Gustav Radbruch mengemukakan 4 (empat) hal mendasar yang berhubungan dengan makna kepastian hukum, yaitu : Pertama, bahwa hukum itu positif, artinya bahwa hukum positif itu adalah perundang-undangan. Kedua, bahwa hukum itu didasarkan pada fakta, artinya didasarkan pada kenyataan. Ketiga, bahwa fakta harus dirumuskan dengan cara yang jelas sehingga menghindari kekeliruan dalam pemaknaan, di samping mudah dilaksanakan. Keempat, hukum positif tidak boleh mudah diubah. Pendapat Gustav Radbruch tersebut didasarkan pada pandangannya bahwa kepastian hukum adalah kepastian tentang hukum itu sendiri. Kepastian hukum merupakan produk dari hukum atau lebih khusus dari perundang-undangan. Berdasarkan pendapatnya tersebut, maka menurut Gustav Radbruch, hukum positif yang mengatur kepentingan-kepentingan manusia dalam masyarakat harus selalu ditaati meskipun hukum positif itu kurang adil.

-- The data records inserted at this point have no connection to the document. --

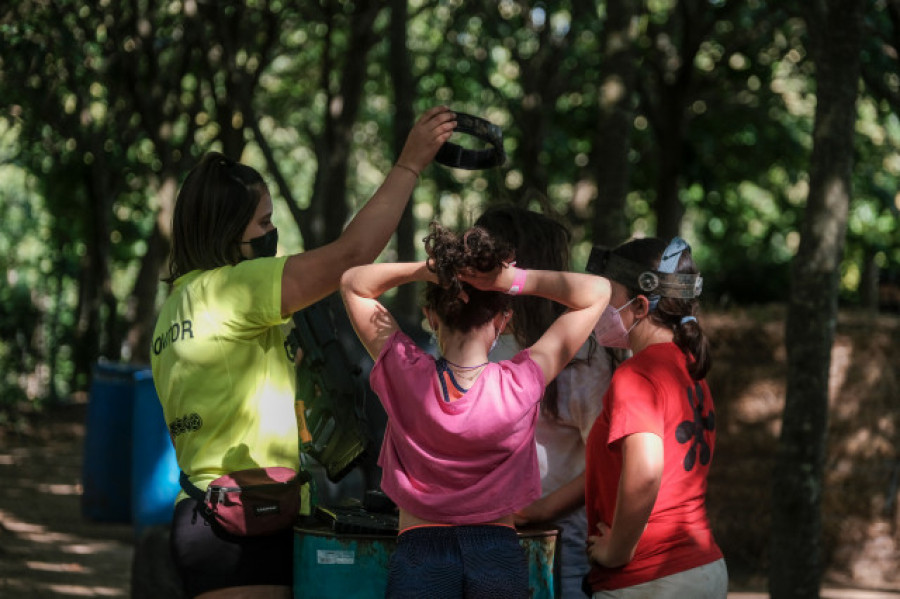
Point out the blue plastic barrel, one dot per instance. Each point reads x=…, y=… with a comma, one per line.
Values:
x=106, y=469
x=154, y=475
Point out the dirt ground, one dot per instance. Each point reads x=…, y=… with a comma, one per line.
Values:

Selanjutnya Kepastian hukum adalah perihal (keadaan) yang pasti, ketentuan atau ketetapan. Hukum secara hakiki harus pasti dan adil. Pasti sebagai pedoman kelakuan dan adil karena pedoman kelakuan itu harus menunjang suatu tatanan yang dinilai wajar. Hanya karena bersifat adil dan dilaksanakan dengan pasti hukum dapat menjalankan fungsinya. Kepastian hukum merupakan pertanyaan yang hanya bisa dijawab secara normatif, bukan sosiologi.[4]

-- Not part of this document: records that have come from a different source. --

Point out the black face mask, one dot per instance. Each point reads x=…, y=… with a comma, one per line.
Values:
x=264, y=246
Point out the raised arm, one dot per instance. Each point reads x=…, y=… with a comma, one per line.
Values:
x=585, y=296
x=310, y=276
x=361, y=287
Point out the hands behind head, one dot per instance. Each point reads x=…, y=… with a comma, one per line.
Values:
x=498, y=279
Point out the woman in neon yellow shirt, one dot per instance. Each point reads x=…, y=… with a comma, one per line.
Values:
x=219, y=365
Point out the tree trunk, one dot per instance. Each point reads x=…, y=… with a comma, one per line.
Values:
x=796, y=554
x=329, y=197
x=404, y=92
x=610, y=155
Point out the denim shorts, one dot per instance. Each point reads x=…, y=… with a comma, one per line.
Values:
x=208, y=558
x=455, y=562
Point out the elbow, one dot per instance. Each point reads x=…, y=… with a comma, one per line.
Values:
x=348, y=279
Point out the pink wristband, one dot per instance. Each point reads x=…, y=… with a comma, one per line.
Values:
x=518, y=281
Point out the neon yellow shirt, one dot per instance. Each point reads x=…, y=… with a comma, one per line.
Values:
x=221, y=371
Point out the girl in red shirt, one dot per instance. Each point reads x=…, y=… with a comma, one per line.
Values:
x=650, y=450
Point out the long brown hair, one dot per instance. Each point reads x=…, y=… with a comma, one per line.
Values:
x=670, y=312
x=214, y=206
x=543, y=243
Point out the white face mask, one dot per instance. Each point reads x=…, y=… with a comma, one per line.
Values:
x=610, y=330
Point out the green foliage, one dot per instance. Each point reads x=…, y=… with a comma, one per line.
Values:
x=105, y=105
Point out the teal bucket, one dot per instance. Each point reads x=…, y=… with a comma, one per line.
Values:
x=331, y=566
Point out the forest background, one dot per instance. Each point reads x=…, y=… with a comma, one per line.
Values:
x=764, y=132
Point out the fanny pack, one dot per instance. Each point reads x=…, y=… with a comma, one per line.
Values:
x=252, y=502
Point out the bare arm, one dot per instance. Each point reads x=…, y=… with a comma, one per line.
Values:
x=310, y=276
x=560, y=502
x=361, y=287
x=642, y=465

Dari tiga teori sebagaimana dijelaskan diatas tersebut, kita tidak bisa melihat tujuan hukum hanya pada satu teori saja. Harus ada penggabungan teori untuk menjelaskan tujuan hukum secara objektif. Maka inisiatif yang paling baik dari lahirnya tiga buah teori diatas, harus kita gabungkan ketiga-tiganya sebagai suatu tujuan hukum yang dicita-citakan masyarakat. Kesimpulannya jelas, bahwa tujuan hukum adalah menciptakan keadilan di masyarakat, menumbuhkan kemanfaatan bagi masyarakat, dan lahirnya sebuah kepastian hukum untuk masyarakat.

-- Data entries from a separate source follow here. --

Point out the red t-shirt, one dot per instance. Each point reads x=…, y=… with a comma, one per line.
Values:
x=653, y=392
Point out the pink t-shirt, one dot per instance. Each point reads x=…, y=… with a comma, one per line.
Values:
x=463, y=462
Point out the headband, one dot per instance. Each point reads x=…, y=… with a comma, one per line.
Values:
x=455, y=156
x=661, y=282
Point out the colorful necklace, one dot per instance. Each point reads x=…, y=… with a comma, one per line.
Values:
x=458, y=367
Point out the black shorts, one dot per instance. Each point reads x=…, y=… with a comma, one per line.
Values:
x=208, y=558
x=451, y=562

[1] Sidharta Arief, 2007, Meuwissen Tentang Pengembanan Hukum, Ilmu Hukum, Teori Hukum dan Filsafat Hukum, Bandung: PT. Refika Aditama, hlm. 8.

[2] Nur Agus Susanto, Dimensi Aksiologis Dari Putusan Kasus “ST” Kajian Putusan Peninjauan Kembali Nomor 97 PK/Pid.Sus/2012, Jurnal Yudisial Vol. 7 No. 3 Desember 2014.

[3] “Apa itu Kepastian Hukum”, http://yancearizona.net, diakses pada tanggal 9 Februari 2021, pukul 14:57 WIT.

[4] Dominikus Rato, 2010, Filsafat Hukum Mencari: Memahami dan Memahami Hukum, Yogyakarta: Laksbang Pressindo, hlm. 59.